Yapılan açıklamada sığınma merkezlerine başvuran reşit olmayan yabancı uyrukluların, başvurularının sonuçlanmasının ardından yetkililere haber vermeden sığınma kamplarından ayrıldıkları paylaşıldı. En fazla “kayıp vakasının” Bulgaristan ve Avusturya’da görüldüğüne değinilen raporda, Avusturya’da 2022 yılı içerisinde çoğu Afganistan kökenli toplam 5 bin çocuğun mülteci barınma merkezlerinden ayrıldığı ifade edildi.
18 BİN ÇOCUK KAYIP
Daha genel verileri ise nisan ayında farklı yayın kuruluşlarının Lost in Europe adı altında oluşturduğu araştırma birliği tarafından paylaşıldı. Aralarında İngiliz Guardian gazetesi, Alman kamu yayıncısı RBB ve Hollandalı VPRO radyosunun da bulunduğu birlik, 18 bin 292 çocuğun sığınma merkezleri ya da yurtlardan kaçtığını tespit etti. Ancak araştırma kayıp ilanlarına dayansa da, çocukların hangi şartlar altında veya nereye kaçtıkları gibi soruları yanıtsız bırakıyor. DeutscheWelle’ye konuşan Alman Çocukları Koruma Derneği Genel Müdür Yardımcısı Martina Huxoll-vonAhn, Almanya örneğinde tutulan kayıtların çoğu kez hatalı ya da eksik olabildiğine dikkat çekiyor. Buna rağmen sorunun sadece kayıtlarla ilgili olmadığına işaret eden Huxoll-vonAhn, birçok çocuğun suç yapılarına girmiş ya da saklanmış olabilecekleri olasılığına dikkat çekiyor. Rakam vermenin imkânsız olduğunu da hatırlatan Huxoll-vonAhn, “Burada söz konusu olan gençlerin sömürülmesine dönük olaylar. Zorla fuhuş gibi akla gelebilecek her kötü şey bu kapsamda olabilir” diye konuştu.
Çocukların ve gençlerin kültür ve dil sorunlarıyla karşılaştığını hatırlatan Berlinli sığınma kampı yöneticisi Andreas Höll de göçmen çocukların devlet sistemine karşı önyargılı olabileceğine dikkat çekti. “Bir çoğunun hissi, denetim altında tutulduğuna yönelik” diye konuşan Höll, uzman kişiliklerin bu sorun üzerinde eğilmesi gerektiğini belirtti.

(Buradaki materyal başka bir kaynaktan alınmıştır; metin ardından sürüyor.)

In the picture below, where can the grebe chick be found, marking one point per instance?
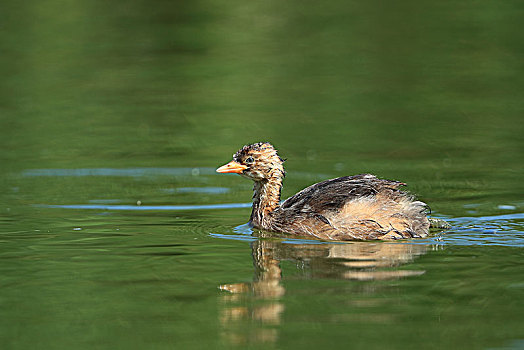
(359, 207)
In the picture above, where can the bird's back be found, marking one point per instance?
(353, 207)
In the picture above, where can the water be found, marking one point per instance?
(117, 233)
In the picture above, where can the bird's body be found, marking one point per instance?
(360, 207)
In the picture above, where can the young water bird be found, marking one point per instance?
(359, 207)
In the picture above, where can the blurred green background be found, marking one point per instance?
(426, 92)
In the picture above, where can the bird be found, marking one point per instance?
(349, 208)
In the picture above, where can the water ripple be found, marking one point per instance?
(144, 207)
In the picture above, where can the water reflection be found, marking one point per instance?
(260, 301)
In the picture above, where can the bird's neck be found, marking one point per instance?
(266, 199)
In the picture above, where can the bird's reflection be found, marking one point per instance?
(259, 301)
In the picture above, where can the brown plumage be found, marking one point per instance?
(359, 207)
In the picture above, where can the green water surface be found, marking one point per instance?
(115, 231)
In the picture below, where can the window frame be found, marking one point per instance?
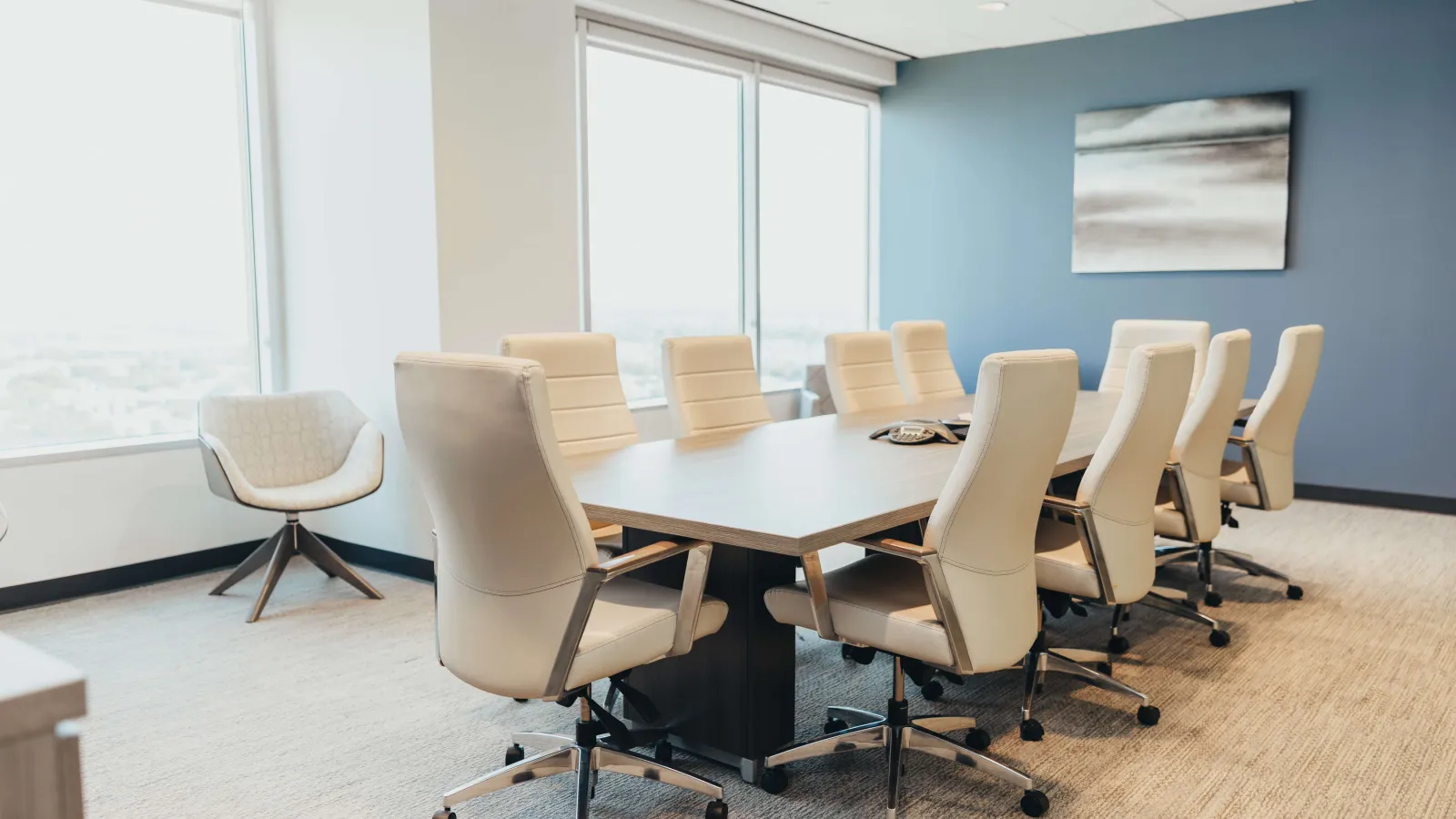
(752, 75)
(259, 241)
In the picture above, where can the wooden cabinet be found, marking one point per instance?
(40, 745)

Özellikle gençlerin uzun süren kaçış süresince “özgürlüklerini” deneyimlediklerini de hatırlatan Höll, “Bu sürecin ardından, kendilerine akşamları saat kaçta evde olmaları gerektiğinin söylendiği bir gruba dahil olmak, bir çoğu için zor geliyor” ifadelerini kullandı.
‘İNSAN TACİRLERİ KAPIDA BEKLİYOR’
Sığınmacı kayıt merkezlerinde yaşanan bir diğer soruna da Avusturya Mülteci Ajansı uzmanlarından Lisa Wolfsegger değindi. Viyana eyalet hükûmetinin, Dublin Tüzüğü uyarınca, reşit olmayan sığınmacıları ailelerinin bulunduğu ülkelere gönderdiğini ifade eden Wolfsegger, bu nedenle bazı çocukların başvurudan hemen sonra haber vermeden kampları terk ettiğine dikkat çekti. Bazı kampların da çok dolu olduğuna işaret eden Wolfsegger, Hollandalı kamu yayıncısı NOS’a yaptığı açıklamada Traiskirchen kampını örnek gösterdi. “Kampta 400’ü reşit olmayan 2 bin sığınmacı var ve denetim yok” sözlerini kullanan Wolfsegger, kamplarda sırt çantası ile dolaşan çocukları dışarıda insan kaçakçılarının beklediğini belirtti. Sadece bu yıl içerisinde çoğu Afganistan vatandaşı 5 bin çocuğun Avusturya’daki kamplardan ayrılarak kaybolduğunu da paylaşan Wolfsegger, Viyana hükûmetini, kayıp sığınmacı çocuklara yeterince önem vermemekle eleştirdi.
Wolfsegger’e destek, Hollanda Groningen Üniversitesi Çocuk ve Göç Hukuku Araştırma Merkezi’ndeki Lamper Zijlstra’dan geldi. Kayıp sığınmacı çocuklar konusunda insan tacirlerinin kesinlikle fazla güce ve etkiye sahip olduğunun altını çizen Zijlstra, çocukların Avrupa’ya nasıl geldikleri konusunda bile devlet kurumlarının yeterince bilgi sahibi olmadığını vurguladı.
İnsan tacirlerinin eline düşen kayıp çocukların başına gelenlere yönelik örnekleri ise Hollandalı gazeteci Sanne Terlingen paylaştı. Ağustos ayına kadar Hollanda’da 85 çocuğun kaybolduğunu belirten Terlingen, kayıp Vietnamlı çocuklardan ikisinin İngiltere’nin Essex kentinde bir soğutmalı kamyon kasasında ölü bulunduğunu hatırlattı. Terlingen ayrıca bazı çocuklarında Almanya ve Belçika’da kenevir tarlalarında ve “güzellik salonlarında” sömürüldüğü bilgisini verdi.